Dopo aver ricevuto notorietà con Andrea Chénier, il compositore Umberto Giordano (1867-1948), che intanto aveva già scritto Fedora, guadagnò l'interessamento e la stima nientemeno che di Gustav Mahler il quale, durante gli anni da direttore artistico dell'Hofoper di Vienna, si batté per portare in scena sia Andrea Chénier, che diresse ad Amburgo il 5 febbraio 1897 considerandola «una delle nuove opere di maggior effetto», sia, nel maggio del 1900, Fedora. Un'autorevolissima conferma di quanto Giordano e le sue opere rappresentassero un gioiellino di composizione e raffinatissima orchestrazione: eleganti melodie, dense ed evolute armonie e pregevoli impasti sonori. Insomma, il compositore pugliese, nativo di Foggia, è una delle stelle della nostra musica.

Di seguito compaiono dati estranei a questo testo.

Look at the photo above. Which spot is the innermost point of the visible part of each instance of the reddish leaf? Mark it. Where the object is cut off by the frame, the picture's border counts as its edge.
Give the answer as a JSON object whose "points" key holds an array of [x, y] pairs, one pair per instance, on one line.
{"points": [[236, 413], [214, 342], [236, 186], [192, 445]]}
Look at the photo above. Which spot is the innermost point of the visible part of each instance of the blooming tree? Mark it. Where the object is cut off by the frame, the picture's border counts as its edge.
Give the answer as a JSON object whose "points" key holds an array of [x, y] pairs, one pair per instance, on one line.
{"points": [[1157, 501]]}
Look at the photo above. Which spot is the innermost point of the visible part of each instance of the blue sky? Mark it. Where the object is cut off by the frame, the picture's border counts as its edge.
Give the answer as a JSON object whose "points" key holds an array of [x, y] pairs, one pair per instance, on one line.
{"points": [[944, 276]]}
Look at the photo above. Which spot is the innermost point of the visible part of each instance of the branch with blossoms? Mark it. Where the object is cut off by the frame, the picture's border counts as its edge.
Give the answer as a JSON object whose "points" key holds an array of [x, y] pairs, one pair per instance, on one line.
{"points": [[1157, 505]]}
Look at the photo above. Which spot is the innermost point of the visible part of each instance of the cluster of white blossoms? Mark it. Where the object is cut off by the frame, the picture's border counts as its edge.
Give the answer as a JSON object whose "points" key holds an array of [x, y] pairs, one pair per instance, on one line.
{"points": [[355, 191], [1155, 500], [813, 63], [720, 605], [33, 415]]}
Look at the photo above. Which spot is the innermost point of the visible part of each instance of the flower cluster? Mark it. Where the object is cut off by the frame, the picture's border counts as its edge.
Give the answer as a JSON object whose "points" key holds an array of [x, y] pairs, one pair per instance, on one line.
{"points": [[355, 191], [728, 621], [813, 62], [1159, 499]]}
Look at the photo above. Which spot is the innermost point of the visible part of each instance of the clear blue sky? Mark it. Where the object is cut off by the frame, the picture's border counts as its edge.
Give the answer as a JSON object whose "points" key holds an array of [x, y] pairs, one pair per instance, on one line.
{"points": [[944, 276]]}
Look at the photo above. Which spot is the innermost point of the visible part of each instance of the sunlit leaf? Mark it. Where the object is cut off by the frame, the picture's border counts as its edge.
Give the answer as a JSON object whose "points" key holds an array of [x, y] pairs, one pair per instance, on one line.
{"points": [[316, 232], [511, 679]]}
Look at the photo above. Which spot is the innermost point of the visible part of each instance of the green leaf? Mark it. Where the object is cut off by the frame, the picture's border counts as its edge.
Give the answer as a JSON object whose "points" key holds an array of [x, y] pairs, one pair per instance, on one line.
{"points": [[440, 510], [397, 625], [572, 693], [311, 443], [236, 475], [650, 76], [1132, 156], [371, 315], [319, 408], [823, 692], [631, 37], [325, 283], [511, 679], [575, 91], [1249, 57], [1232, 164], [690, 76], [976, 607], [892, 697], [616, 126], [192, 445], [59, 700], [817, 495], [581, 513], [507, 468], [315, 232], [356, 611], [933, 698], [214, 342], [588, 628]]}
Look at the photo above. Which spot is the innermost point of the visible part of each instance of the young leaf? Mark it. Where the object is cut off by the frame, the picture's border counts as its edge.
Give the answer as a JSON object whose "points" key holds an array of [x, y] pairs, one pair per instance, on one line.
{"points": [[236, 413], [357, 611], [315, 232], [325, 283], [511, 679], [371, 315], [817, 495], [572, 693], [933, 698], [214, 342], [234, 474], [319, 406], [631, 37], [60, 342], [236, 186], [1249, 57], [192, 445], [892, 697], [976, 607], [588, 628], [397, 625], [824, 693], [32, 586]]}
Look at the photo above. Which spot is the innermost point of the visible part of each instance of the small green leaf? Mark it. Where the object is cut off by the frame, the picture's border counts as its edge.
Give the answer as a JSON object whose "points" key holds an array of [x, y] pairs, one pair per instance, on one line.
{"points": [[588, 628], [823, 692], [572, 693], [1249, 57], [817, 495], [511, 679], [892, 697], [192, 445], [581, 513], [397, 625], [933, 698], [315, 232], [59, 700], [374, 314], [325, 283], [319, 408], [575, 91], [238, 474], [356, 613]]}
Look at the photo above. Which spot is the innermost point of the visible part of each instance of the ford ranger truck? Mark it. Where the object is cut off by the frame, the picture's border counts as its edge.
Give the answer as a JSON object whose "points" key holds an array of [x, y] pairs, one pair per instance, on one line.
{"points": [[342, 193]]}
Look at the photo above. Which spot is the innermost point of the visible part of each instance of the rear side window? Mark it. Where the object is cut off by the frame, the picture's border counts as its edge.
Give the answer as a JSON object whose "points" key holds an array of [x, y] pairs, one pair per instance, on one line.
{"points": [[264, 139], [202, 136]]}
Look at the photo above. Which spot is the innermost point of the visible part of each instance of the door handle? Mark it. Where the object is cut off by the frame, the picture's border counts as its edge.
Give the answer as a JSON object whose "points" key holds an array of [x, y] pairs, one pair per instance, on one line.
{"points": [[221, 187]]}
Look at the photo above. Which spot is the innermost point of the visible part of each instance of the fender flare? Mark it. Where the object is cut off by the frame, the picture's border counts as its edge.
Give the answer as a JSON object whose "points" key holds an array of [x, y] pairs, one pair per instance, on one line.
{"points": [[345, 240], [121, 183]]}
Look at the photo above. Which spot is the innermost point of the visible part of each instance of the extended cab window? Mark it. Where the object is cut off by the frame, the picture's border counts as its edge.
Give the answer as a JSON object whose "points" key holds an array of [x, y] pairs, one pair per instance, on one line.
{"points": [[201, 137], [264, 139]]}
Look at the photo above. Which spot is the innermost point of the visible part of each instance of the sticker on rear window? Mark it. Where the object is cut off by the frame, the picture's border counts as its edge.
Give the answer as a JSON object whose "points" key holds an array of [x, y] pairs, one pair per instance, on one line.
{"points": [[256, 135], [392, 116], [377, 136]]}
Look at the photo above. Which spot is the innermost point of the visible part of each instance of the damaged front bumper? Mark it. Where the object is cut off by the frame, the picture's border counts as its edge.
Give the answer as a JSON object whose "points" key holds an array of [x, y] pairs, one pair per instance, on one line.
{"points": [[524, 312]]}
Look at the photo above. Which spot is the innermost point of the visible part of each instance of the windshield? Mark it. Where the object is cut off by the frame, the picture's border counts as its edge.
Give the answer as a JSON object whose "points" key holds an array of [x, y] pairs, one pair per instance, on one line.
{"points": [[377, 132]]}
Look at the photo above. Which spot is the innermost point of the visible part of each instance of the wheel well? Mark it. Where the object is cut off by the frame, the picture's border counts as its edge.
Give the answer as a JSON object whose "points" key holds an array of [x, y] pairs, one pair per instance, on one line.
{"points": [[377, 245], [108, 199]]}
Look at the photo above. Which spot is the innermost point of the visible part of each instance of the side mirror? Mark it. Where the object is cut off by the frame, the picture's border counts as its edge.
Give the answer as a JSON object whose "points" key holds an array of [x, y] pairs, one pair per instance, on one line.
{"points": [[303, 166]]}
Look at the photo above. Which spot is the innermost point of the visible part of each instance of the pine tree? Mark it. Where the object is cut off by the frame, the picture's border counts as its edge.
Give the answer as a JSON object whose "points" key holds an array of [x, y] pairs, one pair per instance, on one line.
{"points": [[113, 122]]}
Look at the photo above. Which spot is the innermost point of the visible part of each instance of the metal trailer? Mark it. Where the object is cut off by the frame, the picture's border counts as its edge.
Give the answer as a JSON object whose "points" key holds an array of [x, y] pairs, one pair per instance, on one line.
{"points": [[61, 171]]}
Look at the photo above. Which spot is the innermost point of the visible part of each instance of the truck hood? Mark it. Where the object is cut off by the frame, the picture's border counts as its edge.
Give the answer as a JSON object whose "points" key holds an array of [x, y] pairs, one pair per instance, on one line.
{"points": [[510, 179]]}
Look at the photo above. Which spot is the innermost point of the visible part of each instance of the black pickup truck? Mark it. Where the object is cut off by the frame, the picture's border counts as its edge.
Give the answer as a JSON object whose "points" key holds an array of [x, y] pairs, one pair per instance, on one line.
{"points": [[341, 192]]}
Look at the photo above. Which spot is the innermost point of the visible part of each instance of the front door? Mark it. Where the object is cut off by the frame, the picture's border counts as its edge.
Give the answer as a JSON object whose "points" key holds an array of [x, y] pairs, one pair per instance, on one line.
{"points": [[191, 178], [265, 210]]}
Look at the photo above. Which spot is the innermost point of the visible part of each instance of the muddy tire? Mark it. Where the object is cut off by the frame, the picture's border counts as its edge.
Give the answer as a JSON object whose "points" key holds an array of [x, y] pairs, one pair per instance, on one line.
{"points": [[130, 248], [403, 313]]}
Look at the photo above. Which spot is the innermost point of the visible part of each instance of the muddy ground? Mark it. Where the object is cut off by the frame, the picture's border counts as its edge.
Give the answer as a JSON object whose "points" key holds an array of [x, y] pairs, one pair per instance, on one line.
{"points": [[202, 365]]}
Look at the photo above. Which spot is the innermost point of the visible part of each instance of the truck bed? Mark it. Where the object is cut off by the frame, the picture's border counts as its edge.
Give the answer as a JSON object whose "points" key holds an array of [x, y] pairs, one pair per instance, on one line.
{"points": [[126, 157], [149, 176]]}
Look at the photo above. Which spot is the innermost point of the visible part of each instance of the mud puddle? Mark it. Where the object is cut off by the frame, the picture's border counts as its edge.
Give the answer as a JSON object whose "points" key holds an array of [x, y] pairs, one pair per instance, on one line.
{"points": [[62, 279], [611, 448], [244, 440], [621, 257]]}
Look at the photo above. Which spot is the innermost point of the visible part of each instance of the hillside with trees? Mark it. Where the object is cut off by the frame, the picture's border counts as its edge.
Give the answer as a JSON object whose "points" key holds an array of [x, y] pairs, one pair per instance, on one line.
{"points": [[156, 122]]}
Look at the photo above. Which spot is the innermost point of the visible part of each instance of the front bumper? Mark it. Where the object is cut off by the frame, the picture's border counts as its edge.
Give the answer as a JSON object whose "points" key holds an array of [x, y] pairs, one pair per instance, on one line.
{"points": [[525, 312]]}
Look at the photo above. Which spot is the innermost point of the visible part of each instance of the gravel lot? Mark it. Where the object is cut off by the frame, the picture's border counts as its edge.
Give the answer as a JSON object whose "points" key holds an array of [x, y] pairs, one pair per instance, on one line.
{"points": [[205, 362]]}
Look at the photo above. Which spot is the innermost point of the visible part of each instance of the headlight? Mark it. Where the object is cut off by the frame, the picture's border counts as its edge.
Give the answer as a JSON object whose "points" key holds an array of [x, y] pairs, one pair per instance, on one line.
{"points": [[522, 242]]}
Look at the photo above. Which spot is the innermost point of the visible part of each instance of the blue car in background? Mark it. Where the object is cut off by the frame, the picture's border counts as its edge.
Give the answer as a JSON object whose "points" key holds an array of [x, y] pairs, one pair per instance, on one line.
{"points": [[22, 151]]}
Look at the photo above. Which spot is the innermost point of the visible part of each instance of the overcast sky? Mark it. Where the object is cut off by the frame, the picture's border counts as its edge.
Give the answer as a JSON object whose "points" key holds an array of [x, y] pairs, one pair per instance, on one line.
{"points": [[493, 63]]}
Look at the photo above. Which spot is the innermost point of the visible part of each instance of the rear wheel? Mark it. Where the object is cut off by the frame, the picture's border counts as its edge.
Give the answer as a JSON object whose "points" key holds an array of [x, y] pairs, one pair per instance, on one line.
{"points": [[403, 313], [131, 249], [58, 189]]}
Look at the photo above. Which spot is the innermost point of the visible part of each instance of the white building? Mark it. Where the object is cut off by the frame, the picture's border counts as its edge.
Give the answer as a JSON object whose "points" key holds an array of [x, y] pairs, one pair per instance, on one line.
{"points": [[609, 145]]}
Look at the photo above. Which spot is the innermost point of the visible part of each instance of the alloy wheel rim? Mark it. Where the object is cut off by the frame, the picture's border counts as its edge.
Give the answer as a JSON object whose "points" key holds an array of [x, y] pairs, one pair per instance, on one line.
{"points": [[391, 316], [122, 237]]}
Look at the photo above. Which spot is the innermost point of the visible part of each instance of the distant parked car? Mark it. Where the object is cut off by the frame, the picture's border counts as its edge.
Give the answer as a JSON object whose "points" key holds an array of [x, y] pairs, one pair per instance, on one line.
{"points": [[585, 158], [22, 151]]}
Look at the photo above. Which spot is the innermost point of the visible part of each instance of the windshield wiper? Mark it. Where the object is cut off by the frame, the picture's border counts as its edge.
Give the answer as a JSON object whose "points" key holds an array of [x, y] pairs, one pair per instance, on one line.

Eppure, mancava, come nota Michele Girardi nella prefazione di questo libro, una letteratura di qualità e una critica seria su Giordano: ci ha così pensato Agostino Ruscillo, docente di storia della musica al Conservatorio di Foggia, con Umberto Giordano. L'uomo e la musica (Edt, pagg. 504, euro 32) a rimescolare le carte in quel pantheon in cui giustamente non mancano sontuosi altari per Puccini, Mascagni e Leoncavallo, ma non ve n'è anche uno molto più laterale e assai meno addobbato per Giordano (ancora da scontare, probabilmente, la sua adesione al fascismo). Ruscillo ci consegna la figura di un compositore che, benché quasi sempre incasellato tra gli operisti italiani, folgorato da Wagner, fu molto più eclettico. La biografia si legge con piacere e attinge meritoriamente a tutte le fonti, tanto musicali quanto documentali, come i preziosi diari del compositore. La strada intrapresa da Giordano fu controcorrente. Scrive Ruscillo: «In un clima in cui i musicisti e i drammaturghi privilegiavano l'aperta rottura con il passato mediante l'avanzata sperimentazione di nuovi linguaggi, egli rimase fedele al suo credo: è l'uomo il fulcro della sua arte, quell'uomo capace di amore e di odio, di abnegazione e di vendetta, di meschinità e di eroismo».

Un libro assolutamente da leggere per inquadrare più correttamente non solo il compositore foggiano, ma anche la stagione melodrammatica italiana.